La seconde réponse du gouvernement a été ce qu’il a nommé le grand débat. Il est documenté qu’Emmanuel Macron a consulté Bernard Arnaud pour le conseiller sur ce mouvement. Il est vrai que cet homme, le plus riche de France, était certainement à même de comprendre les personnes ayant des fins de mois difficiles. À titre personnel je doute, mais tels fut le choix présidentiel. Cette réflexion aboutit à un questionnaire à choix multiples. Les questions et les réponses étaient largement orientées. La publicité à la participation à cette consultation ne commença que moins d’un mois de la fin de celles-ci. L’écoute, si elle a eu lieu pour la constitution du questionnaire n’a pas été celle attendue. Elle ,ne concernait pas les personnes qui manifestaient et était issue d’une idéologie totalement détachée du réel. Et les publications, propositions et oppositions n’ont pas écouté, car présentés comme forcément idéologiques.

La fin du mouvement fut marqué par l’affaire Benalla. Là encore, les révélations journalistiques, nombreuses et scandaleuses, n’ont pas eu les retombées judiciaires. J’en ai parlé à l’époque, et l’affaire reste totalement ubuesque.
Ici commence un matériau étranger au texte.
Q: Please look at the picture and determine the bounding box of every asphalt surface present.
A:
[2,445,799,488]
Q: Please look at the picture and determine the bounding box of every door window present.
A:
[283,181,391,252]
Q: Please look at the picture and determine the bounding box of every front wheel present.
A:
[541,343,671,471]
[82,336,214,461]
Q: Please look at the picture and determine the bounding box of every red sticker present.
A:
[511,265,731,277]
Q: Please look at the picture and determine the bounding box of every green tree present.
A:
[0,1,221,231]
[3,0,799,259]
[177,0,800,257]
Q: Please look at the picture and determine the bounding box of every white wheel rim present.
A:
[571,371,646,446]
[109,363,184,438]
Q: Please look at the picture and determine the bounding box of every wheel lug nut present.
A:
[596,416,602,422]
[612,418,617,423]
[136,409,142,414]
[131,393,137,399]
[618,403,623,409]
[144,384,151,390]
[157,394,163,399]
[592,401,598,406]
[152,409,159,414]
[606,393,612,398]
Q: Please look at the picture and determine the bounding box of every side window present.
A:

Un ancien garde du corps viré par Arnaud Montebourg auparavant, se retrouve à la tête d’une troupe de CRS . Après un jet d’un verre d’eau et d’un cendrier, il leur donne l’ordre qu’il n’a pas le droit de donner, usurpant un grade qu’il n’avait pas. Lors de la perquisition, arguant avoir perdu sa clés, il profite de la nuit pour faire disparaître un coffre-fort qui n’a jamais été cherché sérieusement. Ensuite, on le retrouve en dans plusieurs pays et On découvre qu’il est en possession de plusieurs passeports diplomatiques. Il rencontre entre autre l’intermédiaire trouble Ziad Takiedine. Et à ce jour, son procès, contrairement a celui des gilets jaunes qu’il a blessé, n’a pas été requis à ma connaissance. Une fois encore, le journalisme d’investigation a été ignoré.
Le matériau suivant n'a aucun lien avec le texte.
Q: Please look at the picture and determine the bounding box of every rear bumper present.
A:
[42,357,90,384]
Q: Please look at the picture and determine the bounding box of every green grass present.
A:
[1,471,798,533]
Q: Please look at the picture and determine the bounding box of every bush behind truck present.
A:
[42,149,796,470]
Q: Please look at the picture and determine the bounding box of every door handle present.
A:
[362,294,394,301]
Après l’affaire Paty, il aurait été souhaitable de créer une logique juridique qui protège tant les services publics en général et la liberté d’expression et donc la presse et les journalistes. Au contraire, entre le discours est les actes, les contradictions sont flagrantes. La surveillance des mouvements sociaux et l’impossibilité de documenter les actes des policiers reste un risque majeur pour le droit d’informer. La loi dite sécurité globale tend à interdire l’acte de filmer les forces de l’ordre. Les gardes-fous sont trop légers pour ne pas craindre des dérives dans les décrets et circulaires. Beaucoup de questions restent en suspens. Le devoir de se signaler aux préfets pour documenter les manifestations est une limitation grave de la possibilité d’informer. Puis les journalistes sans cartes de presse ou les simple citoyens risque d’avoir des problèmes avec la justice au nom de cette loi. L’ultime preuve du risque de cette loi est que la majorité des députés RN l’ont votée.
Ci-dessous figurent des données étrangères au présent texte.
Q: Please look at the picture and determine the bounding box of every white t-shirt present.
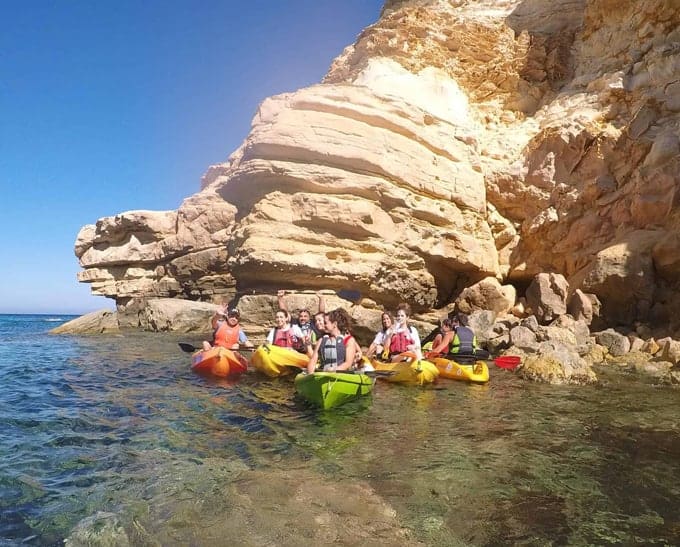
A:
[371,330,387,346]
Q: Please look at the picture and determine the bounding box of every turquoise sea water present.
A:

Le quinquennat, qui n’est pas encore fini, a donc été jusque là celui de la multiplication des risques pour informer sur les dérives de l’État et des entreprises. Ce dévoiement de la démocratie, constant depuis plusieurs années, s’est accéléré. Et la question se pose demain nous ne verrons pas, comme dans les pays les plus autoritaires, une presse systématiquement censurée et des journaliste soit au mieux tenus au silence par le portefeuille ou au pire en prison. La démocratie est un système imparfait et fragile, mais il reste un lieu ou toutes les idées doivent s’exprimer si elles n’appellent pas à la violence et où les faits désagréables aux puissants doivent pouvoir être rapportés.